# Am I right to feel weird about this?



## Enchanted_Myst (Nov 19, 2008)

An ad on local gumtree website which has a female rat, in a hamster cage, on her own. They are getting rid because they got a new kitten :s http://edinburgh.gumtree.com/edinburgh/08/61900308.html


----------



## lilspaz68 (Feb 24, 2007)

I get infuriated with those ads, so you are right to feel weird.


----------



## eddricksmommy101 (Jul 16, 2010)

Poor little thing! shes a baby too! not just the kitty! GRRR


----------



## Enchanted_Myst (Nov 19, 2008)

I thought so  I'm going on holiday for two weeks in a weeks time so may give a call and see if they can keep her til I get back. Need to convince fiancé first though, we have 6 rats and 1 gerbil (her sister/cagemate died recently). But we have an empty cage, would just need to search out a buddy for her as all my rats are boys!


----------



## eddricksmommy101 (Jul 16, 2010)

Just be like "Honey, Were getting the rat." And then bring her home


----------



## Capistrono (Apr 12, 2010)

You could bring her home and try to rehome her from your house. Knowing what rats need, she'll be much happier with you then in that tiny hamster cage.


----------



## AMJ087 (Aug 27, 2008)

poor rat  I get mad at these things too


----------



## RunkyAnimalRescue (Mar 24, 2010)

we've been in touch with him, he didn't let her go to a rescue and then put her outside. various people on a UK forum have tried to get her and he didn't let them take her.


----------



## lilspaz68 (Feb 24, 2007)

RunkyAnimalRescue said:


> we've been in touch with him, he didn't let her go to a rescue and then put her outside. various people on a UK forum have tried to get her and he didn't let them take her.
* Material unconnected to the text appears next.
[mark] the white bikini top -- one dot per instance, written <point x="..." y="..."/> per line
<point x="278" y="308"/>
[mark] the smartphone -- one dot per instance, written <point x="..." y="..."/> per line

Oh god he's one of _those_...not sure what principal makes them refuse good help and either kill or let their rat go outside. I don't understand these people whatsoever  :'(


----------



## RunkyAnimalRescue (Mar 24, 2010)

lilspaz68 said:


> RunkyAnimalRescue said:
> 
> 
> > we've been in touch with him, he didn't let her go to a rescue and then put her outside. various people on a UK forum have tried to get her and he didn't let them take her.
> ...


i know.  we aren't sure if maybe it's more of a windup than anything, he rejected just normal people and not rescues too.


----------



## Enchanted_Myst (Nov 19, 2008)

God  I have just left a voicemail in the hope that maybe they haven't let her go  That's crazy, I can't believe they let her go outside. She will die out there  I am so angry.


----------



## hshelton (Feb 23, 2010)

Maybe with people like this you just have to pretend that you're like them or tell them its for snake food or something. I don't know. I just don't see why someone would rather let her go outside instead of letting her go home with someone willing to help out.


----------



## lilspaz68 (Feb 24, 2007)

hshelton said:


> Maybe with people like this you just have to pretend that you're like them or tell them its for snake food or something. I don't know. I just don't see why someone would rather let her go outside instead of letting her go home with someone willing to help out.


I have had to pretend to be an abusive SOB before when the rat wouldn't be given to a regular person. One of them wanted to make sure the girl was fed to a snake because she bit him and he wanted her to die.


----------



## Kinsey (Jun 14, 2009)

People like that are awful. @lilspaz, yikes, but awesome to take her. No animal deserves to die for biting, and I'm sure the kid deserved it. Heck, my darling guy has bitten me before when he was maturing (short period of agression, lasted around 2 weeks, long passed) and he is the sweetest thing I've ever seen. People just don't understand rats.


----------



## stephaniechung (Mar 9, 2010)

Yea, I rescued 3 rats that were kept in the backyard, in cages questionably big enough for one rat, let alone 3. Litter was basically shredded paper with poop and urine everywhere. They took out the house for the 3 rats to sleep in so that they could "get them easier". Outside, no house to keep warm in, and overcrowded? Right...

The boy was like, "Yea that black one bites..." and when I went to go pick him up, the rat just looked at my hand and let me pick him up. No problem at all. The boy was like "I guess he just doesn't like me. I have 2 other baby rats that are just fine.."

2 other baby rats that were in hamster cages.


----------



## Kinsey (Jun 14, 2009)

Ugh, that sounds terrible. When I first got Romeo and he was tinytinytiny, he lived in a hamster cage. In around a week and a half he had a new cage, and then not long after, a larger new cage, and then just after I got snitch, a huge mansion of a cage, large enough for 5 rats. xD and still time out with me daily. 

People like that.... -gets a baseball bat-


----------



## lilangel (Mar 26, 2009)

Oh my i so hate seeing ads like that  I have never really had to do thee "im a snake owner" thing but i remember with Girly & monkey i did have quite a hard time getting them for days; and they were only a week old  with no mother to feed them i was just glad they finally gave them to me.

I sure hope they did not let her go outside; why at first try to find a home for her? dumb people......


----------